Enfin, Vietnamiens et Français doivent se concerter sur toutes les grandes questions de notre temps.
Nous avons, Monsieur le Président, cette chance d'appartenir à la grande famille francophone. Nous pouvons y discuter librement et en confiance des problèmes qui nous tiennent à coeur et nous pouvons ensemble y apporter des solutions.
Espace de dialogue, de tolérance, de solidarité, où se croisent, en se respectant, nos cultures, nos traditions, nos identités respectives, la Francophonie doit désormais s'affirmer comme un acteur à part entière des relations internationales. Pour faire valoir dans le monde une certaine idée de l'homme, de sa dignité, de sa richesse.
Dans trois jours, nous aurons élu notre Secrétaire général. Ce moment d'Histoire, il est heureux qu'il se tienne au Vietnam, qui est l'un des pères fondateurs de la Francophonie.
Monsieur le Président, le monde change et votre pays change. Depuis quelques années, un nouveau Vietnam se dessine, moderne, ouvert. Un Vietnam dont le développement impressionne. Un Vietnam résolu à occuper toute sa place dans le monde et d'abord dans ce Sud-Est asiatique qui se rassemble et qui s'organise. Votre pays, Monsieur le Président, auquel nous rattachent l'Histoire, les liens de l'esprit et du coeur, une volonté partagée d'aborder ensemble l'avenir.

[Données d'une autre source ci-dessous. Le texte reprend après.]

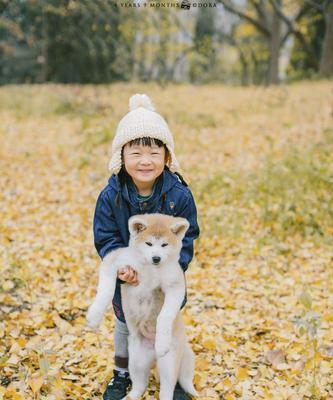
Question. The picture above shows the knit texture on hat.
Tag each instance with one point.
(141, 121)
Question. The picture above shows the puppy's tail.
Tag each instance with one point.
(187, 371)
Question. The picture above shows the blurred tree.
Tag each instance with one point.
(59, 40)
(326, 62)
(203, 58)
(267, 18)
(312, 25)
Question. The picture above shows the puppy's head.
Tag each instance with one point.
(157, 236)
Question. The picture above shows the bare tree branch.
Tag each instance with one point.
(297, 33)
(258, 24)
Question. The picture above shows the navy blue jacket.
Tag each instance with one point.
(169, 196)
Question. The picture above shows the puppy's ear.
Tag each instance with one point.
(180, 226)
(136, 224)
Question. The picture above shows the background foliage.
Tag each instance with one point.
(248, 42)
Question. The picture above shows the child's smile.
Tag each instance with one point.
(144, 164)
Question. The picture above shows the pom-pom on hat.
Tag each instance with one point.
(141, 121)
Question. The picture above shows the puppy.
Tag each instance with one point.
(151, 309)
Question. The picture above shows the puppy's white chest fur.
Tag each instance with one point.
(142, 304)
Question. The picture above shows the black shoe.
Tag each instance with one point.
(180, 394)
(117, 387)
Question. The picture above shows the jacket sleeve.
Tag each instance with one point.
(106, 232)
(189, 212)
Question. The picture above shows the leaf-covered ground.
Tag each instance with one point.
(259, 162)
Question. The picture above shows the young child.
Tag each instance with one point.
(144, 180)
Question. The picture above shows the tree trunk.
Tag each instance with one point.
(274, 50)
(326, 62)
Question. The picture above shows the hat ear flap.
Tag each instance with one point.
(136, 225)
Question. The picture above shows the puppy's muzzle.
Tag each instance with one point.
(156, 260)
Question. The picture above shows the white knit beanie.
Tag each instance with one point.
(141, 121)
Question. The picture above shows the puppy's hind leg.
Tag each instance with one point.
(168, 367)
(186, 372)
(105, 293)
(141, 356)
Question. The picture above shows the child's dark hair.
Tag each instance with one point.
(144, 141)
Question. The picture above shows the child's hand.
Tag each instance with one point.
(128, 275)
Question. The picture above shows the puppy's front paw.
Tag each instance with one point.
(94, 316)
(162, 345)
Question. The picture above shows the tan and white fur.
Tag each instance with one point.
(152, 308)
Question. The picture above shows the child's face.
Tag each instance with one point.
(144, 163)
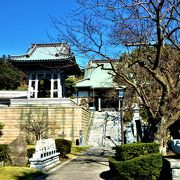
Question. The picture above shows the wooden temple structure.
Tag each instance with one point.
(47, 66)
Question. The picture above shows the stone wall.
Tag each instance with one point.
(63, 122)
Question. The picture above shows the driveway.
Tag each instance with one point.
(91, 165)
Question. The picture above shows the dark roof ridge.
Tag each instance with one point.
(103, 60)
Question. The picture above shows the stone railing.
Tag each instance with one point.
(67, 102)
(13, 94)
(45, 156)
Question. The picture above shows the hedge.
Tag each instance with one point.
(30, 152)
(145, 167)
(130, 151)
(4, 152)
(63, 146)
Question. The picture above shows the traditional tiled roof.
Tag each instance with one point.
(45, 52)
(96, 77)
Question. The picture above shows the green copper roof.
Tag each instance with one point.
(96, 77)
(45, 52)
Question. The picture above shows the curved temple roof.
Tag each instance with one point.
(45, 52)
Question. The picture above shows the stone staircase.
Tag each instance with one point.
(104, 124)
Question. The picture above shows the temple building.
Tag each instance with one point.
(47, 66)
(97, 89)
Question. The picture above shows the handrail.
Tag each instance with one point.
(89, 127)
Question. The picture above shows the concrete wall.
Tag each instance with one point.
(63, 122)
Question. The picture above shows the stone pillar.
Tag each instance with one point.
(136, 117)
(30, 86)
(52, 85)
(36, 86)
(59, 86)
(99, 104)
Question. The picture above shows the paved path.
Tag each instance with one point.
(92, 165)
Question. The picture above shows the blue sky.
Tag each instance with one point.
(24, 22)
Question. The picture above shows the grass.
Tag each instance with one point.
(19, 173)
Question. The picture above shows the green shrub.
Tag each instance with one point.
(4, 152)
(30, 152)
(63, 146)
(130, 151)
(146, 167)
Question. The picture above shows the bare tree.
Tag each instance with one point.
(151, 32)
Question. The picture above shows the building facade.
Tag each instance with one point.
(47, 66)
(97, 87)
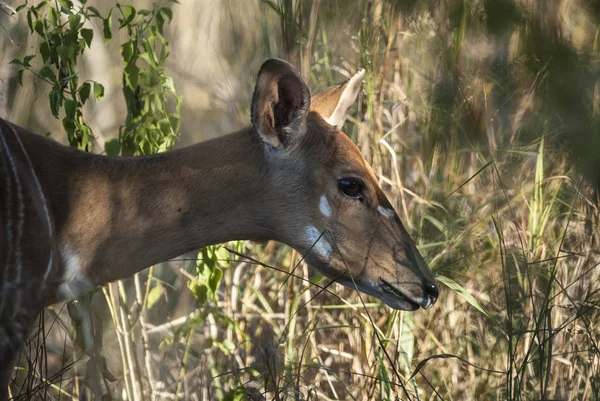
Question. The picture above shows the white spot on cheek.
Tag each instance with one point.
(324, 206)
(386, 212)
(74, 282)
(318, 242)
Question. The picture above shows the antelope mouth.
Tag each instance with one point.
(397, 295)
(384, 291)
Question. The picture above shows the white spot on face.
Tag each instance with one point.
(324, 206)
(386, 212)
(74, 280)
(318, 242)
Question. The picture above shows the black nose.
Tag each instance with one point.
(431, 290)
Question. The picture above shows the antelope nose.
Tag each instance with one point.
(431, 291)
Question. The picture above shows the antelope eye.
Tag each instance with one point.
(351, 187)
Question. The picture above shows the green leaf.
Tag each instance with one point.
(27, 59)
(107, 27)
(87, 35)
(149, 58)
(45, 51)
(464, 294)
(84, 92)
(154, 294)
(56, 98)
(70, 108)
(113, 148)
(168, 12)
(98, 91)
(127, 51)
(132, 75)
(128, 14)
(215, 279)
(74, 21)
(46, 72)
(94, 11)
(200, 291)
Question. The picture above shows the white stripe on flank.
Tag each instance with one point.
(44, 205)
(386, 212)
(17, 279)
(318, 242)
(324, 206)
(74, 282)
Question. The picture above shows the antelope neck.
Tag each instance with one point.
(122, 214)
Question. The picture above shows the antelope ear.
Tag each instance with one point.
(333, 103)
(280, 103)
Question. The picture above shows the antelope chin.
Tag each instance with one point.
(391, 296)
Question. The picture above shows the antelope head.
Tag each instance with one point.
(325, 199)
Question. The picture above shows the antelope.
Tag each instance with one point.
(70, 220)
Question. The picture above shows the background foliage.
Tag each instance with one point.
(481, 119)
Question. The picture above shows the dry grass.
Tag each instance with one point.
(468, 111)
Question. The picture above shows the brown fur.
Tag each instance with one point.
(118, 215)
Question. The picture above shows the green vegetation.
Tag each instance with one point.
(482, 119)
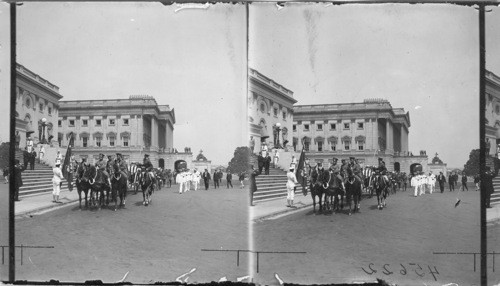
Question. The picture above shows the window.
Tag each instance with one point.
(347, 145)
(320, 146)
(360, 146)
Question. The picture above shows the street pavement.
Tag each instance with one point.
(159, 242)
(395, 242)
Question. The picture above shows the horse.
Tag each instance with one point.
(148, 184)
(119, 185)
(381, 188)
(334, 194)
(82, 184)
(353, 191)
(134, 171)
(97, 185)
(316, 191)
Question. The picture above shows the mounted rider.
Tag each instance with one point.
(122, 165)
(356, 169)
(146, 163)
(336, 170)
(382, 169)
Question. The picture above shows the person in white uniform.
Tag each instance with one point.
(56, 183)
(196, 179)
(290, 185)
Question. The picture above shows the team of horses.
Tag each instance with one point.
(93, 186)
(330, 195)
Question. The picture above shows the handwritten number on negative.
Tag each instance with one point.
(433, 272)
(421, 275)
(387, 271)
(371, 269)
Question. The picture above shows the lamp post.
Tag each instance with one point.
(44, 125)
(278, 129)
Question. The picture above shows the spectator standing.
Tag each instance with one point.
(56, 182)
(441, 180)
(229, 178)
(206, 178)
(464, 182)
(241, 179)
(6, 174)
(451, 182)
(18, 140)
(216, 179)
(290, 187)
(253, 184)
(18, 183)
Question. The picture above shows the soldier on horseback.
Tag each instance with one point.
(102, 166)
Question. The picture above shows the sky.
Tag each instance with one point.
(193, 60)
(423, 58)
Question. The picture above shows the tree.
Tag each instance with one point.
(471, 168)
(241, 160)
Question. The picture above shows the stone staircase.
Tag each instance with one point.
(495, 197)
(38, 181)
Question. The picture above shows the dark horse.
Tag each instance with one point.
(148, 184)
(334, 194)
(353, 191)
(82, 184)
(97, 186)
(119, 182)
(316, 191)
(382, 189)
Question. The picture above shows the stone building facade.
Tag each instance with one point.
(36, 99)
(366, 130)
(133, 127)
(492, 112)
(269, 103)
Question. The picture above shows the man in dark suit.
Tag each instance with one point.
(229, 177)
(451, 182)
(216, 179)
(206, 178)
(441, 180)
(253, 184)
(18, 179)
(267, 163)
(488, 185)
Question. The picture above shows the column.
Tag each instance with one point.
(389, 136)
(154, 132)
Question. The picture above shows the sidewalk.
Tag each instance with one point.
(277, 207)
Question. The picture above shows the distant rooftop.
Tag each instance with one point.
(25, 71)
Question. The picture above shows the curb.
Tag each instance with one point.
(278, 213)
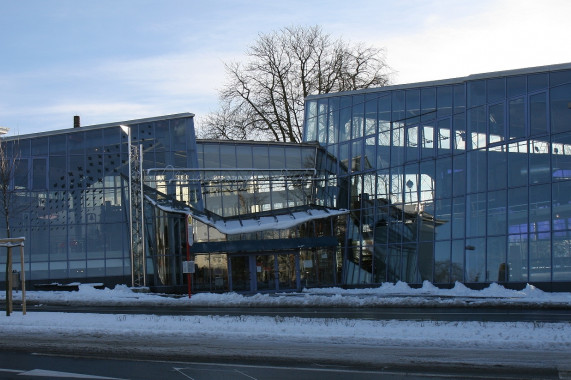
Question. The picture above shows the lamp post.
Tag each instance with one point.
(138, 257)
(127, 130)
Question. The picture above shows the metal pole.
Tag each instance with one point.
(23, 278)
(143, 253)
(131, 213)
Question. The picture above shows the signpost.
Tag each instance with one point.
(188, 266)
(11, 243)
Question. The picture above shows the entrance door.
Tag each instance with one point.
(240, 270)
(252, 273)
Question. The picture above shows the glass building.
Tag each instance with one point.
(463, 179)
(466, 179)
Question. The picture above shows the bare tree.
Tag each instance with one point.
(8, 206)
(264, 97)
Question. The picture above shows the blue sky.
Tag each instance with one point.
(119, 60)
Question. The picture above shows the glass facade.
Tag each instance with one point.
(69, 192)
(459, 180)
(465, 180)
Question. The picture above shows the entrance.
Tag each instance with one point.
(267, 272)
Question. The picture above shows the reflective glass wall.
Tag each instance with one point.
(466, 180)
(69, 195)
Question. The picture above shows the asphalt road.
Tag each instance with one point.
(123, 356)
(389, 313)
(33, 365)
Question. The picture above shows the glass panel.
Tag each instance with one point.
(412, 143)
(265, 272)
(397, 151)
(559, 101)
(398, 113)
(212, 155)
(517, 210)
(475, 260)
(477, 171)
(427, 141)
(536, 82)
(412, 107)
(516, 86)
(457, 267)
(380, 262)
(458, 217)
(427, 182)
(562, 256)
(369, 160)
(444, 137)
(476, 93)
(244, 157)
(497, 168)
(384, 113)
(539, 168)
(459, 98)
(477, 128)
(443, 177)
(517, 164)
(322, 121)
(538, 114)
(333, 127)
(561, 205)
(40, 146)
(497, 126)
(345, 119)
(442, 262)
(356, 153)
(540, 258)
(240, 273)
(277, 158)
(443, 219)
(444, 101)
(496, 264)
(383, 150)
(21, 174)
(358, 116)
(286, 272)
(428, 103)
(476, 215)
(517, 258)
(39, 174)
(497, 218)
(371, 117)
(310, 121)
(516, 118)
(460, 136)
(496, 89)
(459, 175)
(559, 77)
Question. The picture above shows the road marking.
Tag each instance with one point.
(47, 373)
(179, 370)
(10, 370)
(245, 374)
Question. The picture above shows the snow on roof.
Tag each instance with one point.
(274, 222)
(280, 220)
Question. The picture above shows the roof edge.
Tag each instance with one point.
(457, 80)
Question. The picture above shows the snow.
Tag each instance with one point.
(522, 335)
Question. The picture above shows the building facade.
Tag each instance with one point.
(466, 179)
(463, 180)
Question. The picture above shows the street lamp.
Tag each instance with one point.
(140, 259)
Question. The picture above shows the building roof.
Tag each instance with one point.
(494, 74)
(100, 126)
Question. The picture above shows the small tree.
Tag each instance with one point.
(264, 97)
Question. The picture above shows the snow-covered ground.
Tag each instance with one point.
(522, 335)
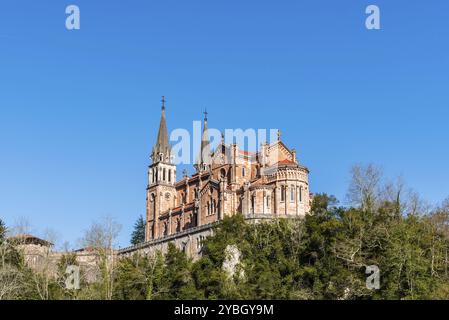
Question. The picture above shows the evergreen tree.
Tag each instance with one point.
(138, 235)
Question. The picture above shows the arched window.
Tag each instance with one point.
(222, 173)
(253, 204)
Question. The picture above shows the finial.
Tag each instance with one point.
(163, 103)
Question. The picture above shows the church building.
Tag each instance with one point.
(267, 184)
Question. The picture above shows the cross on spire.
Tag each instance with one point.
(163, 102)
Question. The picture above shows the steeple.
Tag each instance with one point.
(161, 149)
(204, 156)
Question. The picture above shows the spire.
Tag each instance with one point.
(162, 146)
(204, 157)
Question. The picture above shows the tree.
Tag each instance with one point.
(364, 186)
(100, 238)
(2, 230)
(138, 235)
(176, 281)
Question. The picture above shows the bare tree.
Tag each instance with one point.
(100, 238)
(364, 186)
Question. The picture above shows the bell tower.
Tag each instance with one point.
(161, 190)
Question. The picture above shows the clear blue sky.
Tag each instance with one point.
(79, 110)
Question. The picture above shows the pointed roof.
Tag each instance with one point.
(162, 145)
(204, 156)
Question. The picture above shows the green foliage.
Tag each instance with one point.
(138, 235)
(323, 256)
(2, 230)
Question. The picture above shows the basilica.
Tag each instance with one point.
(267, 184)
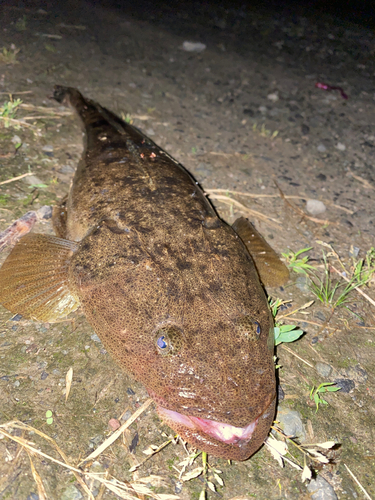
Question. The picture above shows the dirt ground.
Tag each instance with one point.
(243, 115)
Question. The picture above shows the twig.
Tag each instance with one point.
(16, 178)
(301, 308)
(356, 287)
(296, 355)
(310, 322)
(358, 483)
(13, 93)
(112, 438)
(231, 201)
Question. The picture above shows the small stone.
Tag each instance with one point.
(315, 207)
(193, 46)
(273, 97)
(126, 416)
(321, 177)
(302, 283)
(32, 180)
(114, 424)
(16, 139)
(71, 493)
(291, 423)
(346, 384)
(320, 489)
(324, 369)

C'est confiant dans notre amitié, dans notre détermination à être l'un pour l'autre des partenaires privilégiés, que je voudrais maintenant lever mon verre.
Je le lève, Monsieur le Président, en votre honneur et en l'honneur des hautes personnalités vietnamiennes et françaises qui nous font ce soir l'amitié de leur présence.
Je le lève en l'honneur du Vietnam et du peuple vietnamien, notre ami, auquel je souhaite bonheur et prospérité. Je bois à la grande amitié entre le Vietnam et la France.